C’est le roi Frédéric II qui est l’instigateur des recensements dans la principauté de Neuchâtel, propriété de la maison de Prusse depuis 1707. Comme dans ses autres possessions, il souhaite connaître le nombre des habitants et leurs métiers. Cependant, le projet heurte la mentalité libérale du pays et il ne se concrétise que tardivement.
Le premier recensement est mis sur pied en 1750, mais la compilation des résultats s’avère aléatoire car les instructions officielles, trop vagues, sont interprétées différemment d’une commune à l’autre.

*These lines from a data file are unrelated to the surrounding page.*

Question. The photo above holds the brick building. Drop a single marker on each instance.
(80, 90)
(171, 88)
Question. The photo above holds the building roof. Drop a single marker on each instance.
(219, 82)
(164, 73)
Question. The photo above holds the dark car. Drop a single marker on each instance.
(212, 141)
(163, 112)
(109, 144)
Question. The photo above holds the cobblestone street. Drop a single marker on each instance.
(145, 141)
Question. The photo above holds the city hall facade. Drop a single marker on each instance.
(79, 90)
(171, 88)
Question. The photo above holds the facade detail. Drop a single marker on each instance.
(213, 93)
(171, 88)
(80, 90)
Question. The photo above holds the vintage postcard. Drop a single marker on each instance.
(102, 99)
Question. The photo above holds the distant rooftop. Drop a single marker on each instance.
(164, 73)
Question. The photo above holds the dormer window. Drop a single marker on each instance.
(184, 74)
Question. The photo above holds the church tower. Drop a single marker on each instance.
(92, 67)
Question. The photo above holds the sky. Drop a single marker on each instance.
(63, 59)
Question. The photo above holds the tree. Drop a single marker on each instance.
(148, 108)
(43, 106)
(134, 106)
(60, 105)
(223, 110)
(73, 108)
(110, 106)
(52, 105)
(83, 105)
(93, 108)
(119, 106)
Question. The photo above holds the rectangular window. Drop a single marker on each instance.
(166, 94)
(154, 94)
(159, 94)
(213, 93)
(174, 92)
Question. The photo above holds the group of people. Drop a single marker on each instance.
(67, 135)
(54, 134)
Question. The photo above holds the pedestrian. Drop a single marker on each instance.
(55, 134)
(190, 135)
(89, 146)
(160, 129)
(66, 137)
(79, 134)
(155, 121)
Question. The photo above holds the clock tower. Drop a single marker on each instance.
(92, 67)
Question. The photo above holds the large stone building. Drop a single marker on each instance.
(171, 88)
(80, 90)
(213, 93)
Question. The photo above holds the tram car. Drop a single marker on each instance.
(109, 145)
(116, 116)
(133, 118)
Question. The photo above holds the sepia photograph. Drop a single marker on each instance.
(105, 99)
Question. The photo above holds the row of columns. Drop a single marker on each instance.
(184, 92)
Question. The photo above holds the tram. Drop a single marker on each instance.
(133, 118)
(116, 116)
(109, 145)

Fort de cette expérience, le gouvernement neuchâtelois fait imprimer des formulaires contenant des directives précises et détaillant les rubriques à compléter. Ces tabelles servent de guide lors des recensements annuels organisés à partir de 1752 dans chaque commune. Dès lors, les autorités disposent d’indications relativement fiables.
Le document est une tabelle utilisée à La Sagne en 1779 pour inscrire les données correspondant à une partie du village. Le secrétaire de commune Frédéric Perrenoud a apposé sa signature au bas de la page ; il a sans doute rempli lui-même le formulaire, à moins qu’il se soit contenté de le viser.
Les directives imprimées destinées aux recenseurs couvrent les deux tiers de la page. Les professions sont classées par ordre alphabétique. Au verso, la liste se poursuit, mentionnant 88 « faiseurs de dentelles » et 43 horlogers.
Le préposé a passé en revue 102 maisons, abritant 394 personnes réparties en 101 « feux », ou familles. A titre de comparaison, le décompte total signale 1334 habitants à La Sagne cette année. Les individus sont ventilés par nationalité (Neuchâtelois ou étrangers), par sexe et par classe d’âge. En plus des enfants et des adultes, on distinguait les jeunes ayant communié, donc âgés de 17 à 20 ans environ.
Les maisons et les individus ont été enregistrés sous la forme d’une succession de traits à la plume. Pour faciliter le comptage final, les traits correspondant aux dizaines ont été surmontés par un point.
Les nombreuses tabelles de recensement conservées dans les collections des archives de l’Etat et de diverses communes ne livrent en principe que les résultats du comptage. Cette feuille fait penser à un brouillon ; elle se distingue en dévoilant le processus simple du comptage, poussé ici à sa limite en raison du grand nombre d’individus recensés.
L’aspect naïf du document ne doit pas faire douter de la validité du contenu. Aucun recensement n’est irréprochable, les erreurs pouvant être intentionnelles ou involontaires, d’inattention, d’interprétation, de transcription et même de collation.
Les préposés au dénombrement du 18e siècle connaissent parfaitement leur circonscription et la marge d’erreur réside principalement dans l’identification de la profession car un bon nombre d’hommes exercent plusieurs métiers à la fois, ne serait-ce que de manière accessoire.
Henry, Philippe, « L’évolution démographique », in : Histoire du pays de Neuchâtel, tome II, Hauterive : Ed. Gilles Attinger, 1991, pp. 140-157.
Cop, Raoul, « Un recensement de la population et des familles des Montagnes en 1712 », Musée neuchâtelois, 1986, pp. 128-137.
Sorgesa Miéville, Béatrice, «Premier recensement de la population neuchâteloise (1750) ou Dénombrement des peuples, des pauvres et autres », Musée neuchâtelois, 1988, pp. 195-208.
Inventaire de la série Recensements, Archives de l’Etat de Neuchâtel.